At present there is no specific test or test that indicates its presence unequivocally, therefore, the diagnostic protocol followed in Ohtahara syndrome is similar to that of other types of epileptic disorders.

In the clinic, besides the study of the symptoms and the characteristics of the seizures and crises, some complementary tests can be used as the magnetic resonance , Electroencephalography, computerized tomography, neuropsychological examination, or genetic study (National Institute of Neurological Disorders and Stroke, 2015).

Treatment

The treatment used in Ohtahara syndrome is based mainly on the combination of various drugs used in other types of epileptic pathologies (Aviña Fierro and Hernández Aviña, 2007).

Thus, some of the approaches employ: phenobarbital, valproic acid, clonazepan, midazolan, vigabatrin, topiramate, among others (Aviña Fierro and Hernández Aviña, 2007).

In addition, other interventions related to steroid therapy, surgery, diet therapy or the treatment of metabolic disorders (Epilepy Foundation, 2016) may also be tried.
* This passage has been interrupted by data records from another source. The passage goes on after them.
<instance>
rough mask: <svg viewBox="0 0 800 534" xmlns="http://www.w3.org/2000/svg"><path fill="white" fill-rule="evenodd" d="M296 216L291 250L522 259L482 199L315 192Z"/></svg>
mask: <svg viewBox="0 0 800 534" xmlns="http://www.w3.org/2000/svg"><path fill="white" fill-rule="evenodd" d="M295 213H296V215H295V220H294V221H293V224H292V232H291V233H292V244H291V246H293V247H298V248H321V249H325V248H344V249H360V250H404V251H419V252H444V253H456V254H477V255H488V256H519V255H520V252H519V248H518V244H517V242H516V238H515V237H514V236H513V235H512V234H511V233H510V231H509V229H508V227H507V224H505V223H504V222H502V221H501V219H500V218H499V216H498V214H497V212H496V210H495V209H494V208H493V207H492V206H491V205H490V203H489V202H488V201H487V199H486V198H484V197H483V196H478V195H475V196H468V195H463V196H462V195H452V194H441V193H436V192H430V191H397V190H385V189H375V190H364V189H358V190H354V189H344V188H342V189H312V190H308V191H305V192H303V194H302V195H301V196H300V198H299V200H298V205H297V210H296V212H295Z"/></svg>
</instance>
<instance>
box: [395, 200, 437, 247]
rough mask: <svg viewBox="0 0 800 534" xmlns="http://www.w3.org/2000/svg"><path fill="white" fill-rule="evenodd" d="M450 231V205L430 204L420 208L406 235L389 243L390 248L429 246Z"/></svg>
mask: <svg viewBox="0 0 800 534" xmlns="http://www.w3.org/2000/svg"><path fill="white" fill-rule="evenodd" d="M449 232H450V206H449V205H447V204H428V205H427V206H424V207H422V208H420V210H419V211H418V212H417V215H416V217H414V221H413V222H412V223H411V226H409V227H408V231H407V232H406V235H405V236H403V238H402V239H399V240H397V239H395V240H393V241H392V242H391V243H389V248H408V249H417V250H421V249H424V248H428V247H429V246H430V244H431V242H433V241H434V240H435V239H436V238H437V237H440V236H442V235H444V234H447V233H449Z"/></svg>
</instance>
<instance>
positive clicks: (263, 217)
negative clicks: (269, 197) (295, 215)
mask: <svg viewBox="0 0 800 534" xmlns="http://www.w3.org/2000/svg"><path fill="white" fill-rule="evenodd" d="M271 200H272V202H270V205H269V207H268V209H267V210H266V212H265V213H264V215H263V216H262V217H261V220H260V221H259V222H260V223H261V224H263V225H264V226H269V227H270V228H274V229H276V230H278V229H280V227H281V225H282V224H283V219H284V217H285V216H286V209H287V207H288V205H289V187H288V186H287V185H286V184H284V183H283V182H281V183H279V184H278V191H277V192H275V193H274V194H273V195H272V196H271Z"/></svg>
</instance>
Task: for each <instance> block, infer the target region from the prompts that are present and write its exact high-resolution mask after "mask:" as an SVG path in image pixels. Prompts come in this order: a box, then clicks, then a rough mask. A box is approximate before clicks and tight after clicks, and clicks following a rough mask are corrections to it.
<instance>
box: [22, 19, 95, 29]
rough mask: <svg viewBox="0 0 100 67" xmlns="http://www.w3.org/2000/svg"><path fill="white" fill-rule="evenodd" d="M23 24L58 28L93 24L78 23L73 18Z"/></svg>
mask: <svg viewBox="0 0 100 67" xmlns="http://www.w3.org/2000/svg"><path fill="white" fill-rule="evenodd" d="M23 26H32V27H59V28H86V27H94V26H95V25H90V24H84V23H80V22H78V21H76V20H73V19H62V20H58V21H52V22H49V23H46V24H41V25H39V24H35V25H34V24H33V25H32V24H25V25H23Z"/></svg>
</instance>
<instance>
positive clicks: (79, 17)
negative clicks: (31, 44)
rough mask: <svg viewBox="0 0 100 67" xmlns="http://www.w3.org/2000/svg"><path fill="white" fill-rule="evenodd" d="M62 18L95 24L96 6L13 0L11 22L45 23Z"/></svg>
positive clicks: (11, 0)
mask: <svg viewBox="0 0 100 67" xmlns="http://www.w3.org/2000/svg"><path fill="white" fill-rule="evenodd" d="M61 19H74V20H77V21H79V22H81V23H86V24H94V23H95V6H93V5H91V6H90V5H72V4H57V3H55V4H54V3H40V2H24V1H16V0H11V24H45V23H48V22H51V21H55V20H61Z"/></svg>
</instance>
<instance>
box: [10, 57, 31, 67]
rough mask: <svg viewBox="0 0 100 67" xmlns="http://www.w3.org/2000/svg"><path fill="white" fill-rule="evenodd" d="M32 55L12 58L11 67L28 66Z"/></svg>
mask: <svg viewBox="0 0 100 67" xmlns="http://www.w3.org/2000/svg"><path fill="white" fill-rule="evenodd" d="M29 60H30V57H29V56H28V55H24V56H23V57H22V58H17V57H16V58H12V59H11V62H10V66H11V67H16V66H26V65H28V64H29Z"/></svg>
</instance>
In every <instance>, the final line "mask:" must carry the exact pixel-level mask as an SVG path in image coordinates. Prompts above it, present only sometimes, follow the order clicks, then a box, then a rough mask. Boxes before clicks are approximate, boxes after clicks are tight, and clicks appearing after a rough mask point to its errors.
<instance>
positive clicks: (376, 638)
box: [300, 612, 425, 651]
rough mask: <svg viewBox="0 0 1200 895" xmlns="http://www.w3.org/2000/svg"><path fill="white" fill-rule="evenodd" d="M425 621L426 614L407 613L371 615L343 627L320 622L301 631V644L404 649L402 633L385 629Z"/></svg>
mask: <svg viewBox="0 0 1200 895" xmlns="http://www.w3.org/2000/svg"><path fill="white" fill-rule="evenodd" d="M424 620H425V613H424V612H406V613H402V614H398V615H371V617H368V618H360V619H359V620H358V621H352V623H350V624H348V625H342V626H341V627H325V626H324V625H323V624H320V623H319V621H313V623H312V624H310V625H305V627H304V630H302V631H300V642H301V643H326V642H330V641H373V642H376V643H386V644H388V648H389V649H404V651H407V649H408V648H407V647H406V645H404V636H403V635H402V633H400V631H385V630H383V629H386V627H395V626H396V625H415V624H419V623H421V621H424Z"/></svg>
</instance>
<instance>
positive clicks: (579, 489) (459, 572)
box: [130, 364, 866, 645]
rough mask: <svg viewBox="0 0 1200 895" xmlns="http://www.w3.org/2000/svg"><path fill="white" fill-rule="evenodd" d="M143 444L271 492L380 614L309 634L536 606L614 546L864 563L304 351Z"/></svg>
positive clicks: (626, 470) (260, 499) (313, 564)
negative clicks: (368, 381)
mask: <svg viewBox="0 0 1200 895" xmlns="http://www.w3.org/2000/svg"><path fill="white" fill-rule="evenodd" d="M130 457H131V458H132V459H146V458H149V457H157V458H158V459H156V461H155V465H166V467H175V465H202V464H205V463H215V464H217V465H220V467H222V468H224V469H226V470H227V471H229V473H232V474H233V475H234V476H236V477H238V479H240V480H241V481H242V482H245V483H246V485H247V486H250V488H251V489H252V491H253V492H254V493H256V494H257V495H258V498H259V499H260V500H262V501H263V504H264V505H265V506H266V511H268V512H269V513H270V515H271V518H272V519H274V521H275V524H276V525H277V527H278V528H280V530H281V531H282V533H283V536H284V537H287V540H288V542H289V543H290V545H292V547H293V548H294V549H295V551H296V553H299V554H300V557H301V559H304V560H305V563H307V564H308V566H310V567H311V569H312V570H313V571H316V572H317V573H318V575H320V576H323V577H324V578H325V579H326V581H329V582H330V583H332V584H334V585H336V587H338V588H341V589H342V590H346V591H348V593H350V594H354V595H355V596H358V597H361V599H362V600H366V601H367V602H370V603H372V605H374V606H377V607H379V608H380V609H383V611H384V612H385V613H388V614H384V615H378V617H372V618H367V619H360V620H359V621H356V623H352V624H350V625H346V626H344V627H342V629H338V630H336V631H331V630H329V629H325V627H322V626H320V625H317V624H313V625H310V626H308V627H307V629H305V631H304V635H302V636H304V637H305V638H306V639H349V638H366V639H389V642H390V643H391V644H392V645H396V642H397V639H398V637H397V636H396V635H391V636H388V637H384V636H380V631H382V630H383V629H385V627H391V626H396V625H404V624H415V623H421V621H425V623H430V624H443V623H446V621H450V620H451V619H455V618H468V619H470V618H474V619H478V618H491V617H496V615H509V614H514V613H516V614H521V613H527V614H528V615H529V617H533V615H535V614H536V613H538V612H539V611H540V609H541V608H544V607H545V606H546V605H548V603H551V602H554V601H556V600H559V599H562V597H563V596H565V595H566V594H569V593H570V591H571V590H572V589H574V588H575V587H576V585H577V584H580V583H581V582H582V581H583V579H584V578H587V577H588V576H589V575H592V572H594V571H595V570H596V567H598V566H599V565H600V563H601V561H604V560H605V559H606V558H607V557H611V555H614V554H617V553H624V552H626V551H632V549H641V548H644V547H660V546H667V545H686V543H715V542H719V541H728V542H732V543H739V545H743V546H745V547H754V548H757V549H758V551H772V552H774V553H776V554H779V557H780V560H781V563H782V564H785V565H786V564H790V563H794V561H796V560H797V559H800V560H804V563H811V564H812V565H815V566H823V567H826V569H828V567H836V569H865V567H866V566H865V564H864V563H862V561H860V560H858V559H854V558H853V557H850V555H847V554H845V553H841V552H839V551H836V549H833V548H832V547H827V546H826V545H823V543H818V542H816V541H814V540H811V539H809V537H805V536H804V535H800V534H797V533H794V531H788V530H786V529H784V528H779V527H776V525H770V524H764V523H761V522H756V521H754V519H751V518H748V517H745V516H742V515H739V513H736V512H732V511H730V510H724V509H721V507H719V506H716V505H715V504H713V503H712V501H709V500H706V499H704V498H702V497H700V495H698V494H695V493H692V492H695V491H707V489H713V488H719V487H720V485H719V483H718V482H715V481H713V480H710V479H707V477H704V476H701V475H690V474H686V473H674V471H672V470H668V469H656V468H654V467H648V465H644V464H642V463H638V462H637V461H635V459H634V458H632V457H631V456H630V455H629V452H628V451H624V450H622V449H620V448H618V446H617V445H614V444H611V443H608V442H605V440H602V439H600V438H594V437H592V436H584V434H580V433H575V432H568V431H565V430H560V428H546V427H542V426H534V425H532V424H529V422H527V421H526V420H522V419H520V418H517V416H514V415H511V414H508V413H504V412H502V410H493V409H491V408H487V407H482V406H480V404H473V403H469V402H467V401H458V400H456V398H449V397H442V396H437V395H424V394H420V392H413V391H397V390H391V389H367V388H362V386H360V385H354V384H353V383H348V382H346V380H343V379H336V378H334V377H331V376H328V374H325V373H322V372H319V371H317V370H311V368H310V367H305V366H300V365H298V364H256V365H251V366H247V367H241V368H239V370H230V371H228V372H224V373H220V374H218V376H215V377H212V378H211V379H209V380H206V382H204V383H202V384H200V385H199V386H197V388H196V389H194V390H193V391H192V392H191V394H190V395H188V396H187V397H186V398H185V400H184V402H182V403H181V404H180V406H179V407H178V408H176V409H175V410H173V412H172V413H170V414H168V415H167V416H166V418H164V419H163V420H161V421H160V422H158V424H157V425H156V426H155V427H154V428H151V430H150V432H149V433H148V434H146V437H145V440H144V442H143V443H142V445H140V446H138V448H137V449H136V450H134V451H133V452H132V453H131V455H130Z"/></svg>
However, most of these do not have a beneficial effect in controlling seizures and progression of pathology. Over time, seizures become recurrent and are accompanied by severe impairment of physical and cognitive development (National Institute of Neurological Disorders and Stroke, 2015).

References

  1. Avian Fierro, J., & Hernández Aviña, D. (2007). Early childhood epileptic encephalopathy. Description of a case of Otahtah syndrome. Rev Mex Pdiatr, 109-112.
  2. Beal, J., Cherian, K., & Moshe, S. (2012). Early-Onset Epileptic Encephalopathies: Othara Syndrome and Early Myoclonic Encephalopathy. Peadiatric Neurology, 317-323.
  3. EF. (2016). Ohtahara Syndrome. Obtained from Epilepsy Foundation.
  4. ILAE. (2016). OHTAHARA SYNDROME. Obtained from International League Against Epilepsy.
  5. López, I., Varela, X., & Marca, S. (2013). Epileptic Syndromes in Children and Adolescents. Rev. Med. Clin. Condes, 915-927.
  6. NIH. (2015). Ohtahara Syndrome. Retrieved from the National Institute of Neurological Disorders and Stroke.
  7. Ortega-Moreno, L., Giráldez, B., Verdú, A., García-Campos, O., Sánchez-Martín, G., Serratosa, J., & Guerrero-López, R. (2015). New mutation in the gene STXBP1 in a patient with non-lesional Ohtahara syndrome. Rev Neurol.
  8. Palencia, R., & LLanes, P. (1989). Early childhood epileptic encephalopathy (Ohtahara syndrome). Bol Pediatr, 69-71.
  9. Pavone, P., Spalice, A., Polizzi, A., Parisi, P., & Ruggieri, M. (2012). Ohtahara syndrome with emphasis on recent genetic discovery. Brain & Development, 459-468.
  10. Yelin, K., Alfonso, I., & Papazian, O. (1999). Ohtahara syndrome. Rev Neurol, 340-342.